Abstract
Progressive degeneration of dopaminergic (DA) neurons in the substantia nigra is a hallmark of Parkinson’s disease (PD). Dysregulation of developmental transcription factors is implicated in dopaminergic neurodegeneration, but the underlying molecular mechanisms remain largely unknown. Drosophila Fer2 is a prime example of a developmental transcription factor required for the birth and maintenance of midbrain DA neurons. Using an approach combining ChIP-seq, RNA-seq, and genetic epistasis experiments with PD-linked genes, here we demonstrate that Fer2 controls a transcriptional network to maintain mitochondrial structure and function, and thus confers dopaminergic neuroprotection against genetic and oxidative insults. We further show that conditional ablation of Nato3, a mouse homolog of Fer2, in differentiated DA neurons causes mitochondrial abnormalities and locomotor impairments in aged mice. Our results reveal the essential and conserved role of Fer2 homologs in the mitochondrial maintenance of midbrain DA neurons, opening new perspectives for modeling and treating PD.
Introduction
Midbrain dopaminergic (mDA) neurons play a central role in controlling key brain functions, including voluntary movement, associative learning, motivation and cognition1. The progressive and selective degeneration of mDA neurons in the substantia nigra (SN) reduces nigrostriatal DA transmission, leading to the motor symptoms of Parkinson’s disease (PD). Although PD was first described over 200 years ago and is the most prevalent neurodegenerative movement disorder, the exact pathologic mechanisms remain unclear. Treatment options are limited to symptomatic relief with DA replacement therapy2,3. Thus, there is an urgent need to identify targets for disease-modifying therapies that reverse or hinder neurodegeneration in PD.

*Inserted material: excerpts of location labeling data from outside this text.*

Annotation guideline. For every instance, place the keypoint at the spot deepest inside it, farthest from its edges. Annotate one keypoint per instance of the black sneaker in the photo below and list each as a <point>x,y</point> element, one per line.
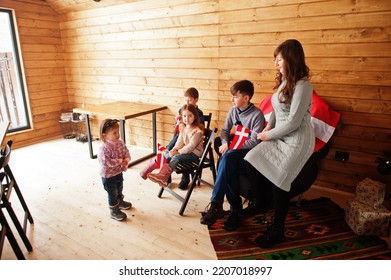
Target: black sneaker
<point>252,209</point>
<point>232,222</point>
<point>185,180</point>
<point>213,212</point>
<point>125,205</point>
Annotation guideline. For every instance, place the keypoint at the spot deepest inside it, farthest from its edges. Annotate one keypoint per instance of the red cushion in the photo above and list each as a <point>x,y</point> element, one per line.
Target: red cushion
<point>323,118</point>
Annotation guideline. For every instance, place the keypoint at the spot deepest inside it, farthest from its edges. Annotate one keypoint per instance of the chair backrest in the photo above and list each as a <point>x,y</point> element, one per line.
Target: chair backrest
<point>209,138</point>
<point>5,155</point>
<point>207,120</point>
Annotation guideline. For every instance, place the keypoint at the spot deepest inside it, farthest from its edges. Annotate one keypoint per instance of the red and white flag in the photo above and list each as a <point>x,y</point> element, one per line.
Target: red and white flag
<point>241,135</point>
<point>177,123</point>
<point>160,158</point>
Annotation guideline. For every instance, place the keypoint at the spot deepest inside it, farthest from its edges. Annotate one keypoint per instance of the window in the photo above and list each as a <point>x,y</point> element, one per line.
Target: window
<point>13,97</point>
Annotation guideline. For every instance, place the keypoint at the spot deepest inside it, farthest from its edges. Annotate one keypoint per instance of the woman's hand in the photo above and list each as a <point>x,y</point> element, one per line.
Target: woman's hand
<point>263,136</point>
<point>174,152</point>
<point>223,148</point>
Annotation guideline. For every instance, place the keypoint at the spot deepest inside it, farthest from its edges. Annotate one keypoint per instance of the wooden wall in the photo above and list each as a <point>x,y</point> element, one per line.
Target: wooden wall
<point>42,54</point>
<point>151,51</point>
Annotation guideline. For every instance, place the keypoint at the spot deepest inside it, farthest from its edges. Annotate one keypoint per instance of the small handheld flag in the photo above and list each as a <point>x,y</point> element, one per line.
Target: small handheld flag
<point>241,135</point>
<point>177,123</point>
<point>160,158</point>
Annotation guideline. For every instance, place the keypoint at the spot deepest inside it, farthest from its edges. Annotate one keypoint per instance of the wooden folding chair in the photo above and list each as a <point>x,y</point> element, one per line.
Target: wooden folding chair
<point>6,231</point>
<point>195,168</point>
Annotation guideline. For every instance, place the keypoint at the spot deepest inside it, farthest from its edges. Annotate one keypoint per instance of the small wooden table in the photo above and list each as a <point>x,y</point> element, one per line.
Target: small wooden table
<point>122,111</point>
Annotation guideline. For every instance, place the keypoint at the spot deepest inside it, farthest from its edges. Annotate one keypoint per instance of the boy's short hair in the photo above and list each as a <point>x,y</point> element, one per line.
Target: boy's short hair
<point>244,87</point>
<point>191,92</point>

PD is a multifactorial disorder caused by a combination of genetic and environmental factors4. Increasing evidence indicates that PD risk factors lead to common pathological processes, including excessive production of reactive oxygen species (ROS), axonal pathology, neuroinflammation, defects in the ubiquitin-proteasome system, and mitochondrial dysfunction2,5. In particular, mitochondrial impairment is integral to most other pathological cellular processes and thought to play a central role in dopaminergic neurodegeneration. Complex I activity is reduced in the brains of PD patients, and mitochondrial toxins such as 1-methyl-4-phenyl-1,2,3,6-tetrahydropyridine (MPTP) and rotenone potently induce SN degeneration. The findings that multiple genes linked to familial PD, including PINK1, Parkin, LRRK2, SNCA and DJ-1, directly or indirectly affect mitochondrial physiology further support this notion6,7.

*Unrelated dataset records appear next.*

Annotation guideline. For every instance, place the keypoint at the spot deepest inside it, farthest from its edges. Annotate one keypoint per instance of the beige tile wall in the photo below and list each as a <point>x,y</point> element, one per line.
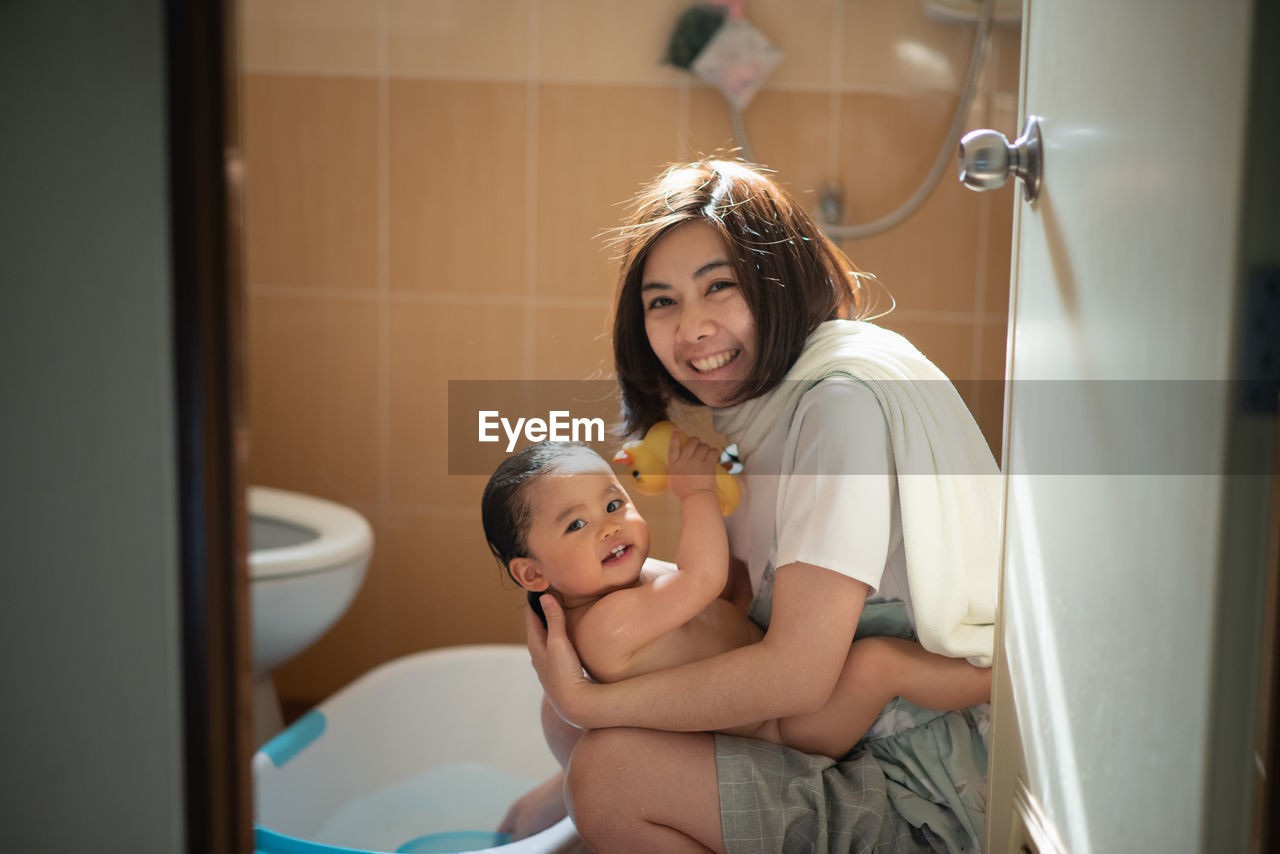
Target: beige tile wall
<point>426,182</point>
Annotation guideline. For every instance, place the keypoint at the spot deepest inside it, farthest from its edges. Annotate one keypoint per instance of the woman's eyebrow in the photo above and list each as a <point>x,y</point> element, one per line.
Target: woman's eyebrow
<point>699,273</point>
<point>707,268</point>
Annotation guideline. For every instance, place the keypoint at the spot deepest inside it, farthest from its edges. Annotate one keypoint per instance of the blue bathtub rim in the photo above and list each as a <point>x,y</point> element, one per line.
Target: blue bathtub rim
<point>269,841</point>
<point>295,739</point>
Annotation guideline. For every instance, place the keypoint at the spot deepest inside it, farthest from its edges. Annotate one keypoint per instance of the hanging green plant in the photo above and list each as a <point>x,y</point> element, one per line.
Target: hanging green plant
<point>694,28</point>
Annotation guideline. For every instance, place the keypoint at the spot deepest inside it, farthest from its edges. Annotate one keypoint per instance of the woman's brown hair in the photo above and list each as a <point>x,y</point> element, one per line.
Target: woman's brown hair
<point>792,277</point>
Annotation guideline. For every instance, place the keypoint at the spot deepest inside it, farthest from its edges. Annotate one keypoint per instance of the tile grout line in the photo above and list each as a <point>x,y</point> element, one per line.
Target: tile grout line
<point>840,87</point>
<point>835,138</point>
<point>384,307</point>
<point>531,156</point>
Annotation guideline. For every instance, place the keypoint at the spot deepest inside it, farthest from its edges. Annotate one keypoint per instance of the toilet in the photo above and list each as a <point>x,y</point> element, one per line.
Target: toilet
<point>307,558</point>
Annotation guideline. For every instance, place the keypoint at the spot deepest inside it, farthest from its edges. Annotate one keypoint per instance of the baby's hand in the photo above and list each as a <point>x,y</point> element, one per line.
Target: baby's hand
<point>690,465</point>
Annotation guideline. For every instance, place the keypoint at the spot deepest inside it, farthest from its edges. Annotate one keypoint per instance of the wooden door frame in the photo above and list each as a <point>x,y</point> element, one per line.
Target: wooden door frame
<point>209,378</point>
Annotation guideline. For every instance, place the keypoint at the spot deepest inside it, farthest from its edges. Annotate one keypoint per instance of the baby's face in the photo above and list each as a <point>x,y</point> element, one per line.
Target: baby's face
<point>585,533</point>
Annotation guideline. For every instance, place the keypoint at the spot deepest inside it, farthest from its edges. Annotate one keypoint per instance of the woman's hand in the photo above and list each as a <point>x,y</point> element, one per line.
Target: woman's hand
<point>557,663</point>
<point>690,466</point>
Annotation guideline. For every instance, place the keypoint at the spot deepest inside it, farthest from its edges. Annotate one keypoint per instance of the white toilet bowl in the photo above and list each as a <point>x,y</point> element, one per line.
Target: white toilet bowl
<point>307,558</point>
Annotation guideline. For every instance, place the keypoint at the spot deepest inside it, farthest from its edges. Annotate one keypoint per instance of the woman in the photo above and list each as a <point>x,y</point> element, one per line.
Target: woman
<point>871,507</point>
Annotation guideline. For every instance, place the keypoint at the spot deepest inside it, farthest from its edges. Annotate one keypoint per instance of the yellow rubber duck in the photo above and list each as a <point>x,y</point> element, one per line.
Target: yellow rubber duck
<point>647,461</point>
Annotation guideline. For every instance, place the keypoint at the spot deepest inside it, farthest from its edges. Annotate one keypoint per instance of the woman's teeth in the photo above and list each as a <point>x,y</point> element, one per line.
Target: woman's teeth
<point>712,362</point>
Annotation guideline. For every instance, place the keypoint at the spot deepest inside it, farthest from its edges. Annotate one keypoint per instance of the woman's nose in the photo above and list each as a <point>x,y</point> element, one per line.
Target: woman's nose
<point>695,324</point>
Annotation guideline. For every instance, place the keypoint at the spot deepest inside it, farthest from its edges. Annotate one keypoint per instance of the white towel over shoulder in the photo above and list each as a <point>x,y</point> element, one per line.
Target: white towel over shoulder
<point>949,484</point>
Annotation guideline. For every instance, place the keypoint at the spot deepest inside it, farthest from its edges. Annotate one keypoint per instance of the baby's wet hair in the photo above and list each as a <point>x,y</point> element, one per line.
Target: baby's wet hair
<point>506,507</point>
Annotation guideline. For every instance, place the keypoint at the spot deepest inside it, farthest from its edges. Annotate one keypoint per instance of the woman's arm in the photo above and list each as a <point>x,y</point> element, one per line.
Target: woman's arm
<point>791,671</point>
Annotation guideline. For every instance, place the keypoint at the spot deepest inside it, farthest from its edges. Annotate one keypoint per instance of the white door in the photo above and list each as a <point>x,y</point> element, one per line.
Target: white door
<point>1118,616</point>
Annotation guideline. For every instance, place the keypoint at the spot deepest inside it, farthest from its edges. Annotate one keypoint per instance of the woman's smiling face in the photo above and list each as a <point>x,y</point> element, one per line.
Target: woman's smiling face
<point>695,314</point>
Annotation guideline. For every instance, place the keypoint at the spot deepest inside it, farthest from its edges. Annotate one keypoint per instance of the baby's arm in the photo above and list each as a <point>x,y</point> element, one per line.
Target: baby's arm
<point>703,548</point>
<point>626,621</point>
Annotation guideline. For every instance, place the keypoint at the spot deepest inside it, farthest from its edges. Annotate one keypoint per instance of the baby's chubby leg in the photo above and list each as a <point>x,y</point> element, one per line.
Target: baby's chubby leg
<point>876,671</point>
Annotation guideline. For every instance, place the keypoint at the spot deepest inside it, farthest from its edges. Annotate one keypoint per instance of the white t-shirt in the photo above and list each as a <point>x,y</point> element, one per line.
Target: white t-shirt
<point>822,489</point>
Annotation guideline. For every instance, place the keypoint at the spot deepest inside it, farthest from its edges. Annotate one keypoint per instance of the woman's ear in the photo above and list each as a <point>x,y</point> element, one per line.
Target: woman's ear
<point>529,574</point>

Although several genes linked to rare monogenic forms of PD have been identified, genetic susceptibility factors for sporadic PD, which accounts for ~90% of cases, remain largely unknown. In this regard, it is noteworthy that dysregulation of transcription factors required for mDA development is implicated in PD. Numerous transcription factors required for various aspects of mDA neurons development, including En1, En2, Lmx1a, Lmx1b, Foxa1, Foxa2, Nurr1, Pitx3 and Otx2, remain expressed in the adult brain and are crucial for the survival and function of differentiated mDA neurons in mice8,9,10,11,12,13,14,15,16. Genome-wide association studies (GWAS) have shown that genetic variants of developmental transcription factors are highly represented in sporadic PD patients17,18. Moreover, overexpression of Nurr1, Foxa2, En1 or Otx2 prevents the loss of DA neurons in murine PD models19,20,21. Therefore, a better comprehension of the genetic networks controlled by developmental transcription factors in differentiated mDA neurons may advance our molecular understanding of neurodegeneration in PD and open new therapeutic options.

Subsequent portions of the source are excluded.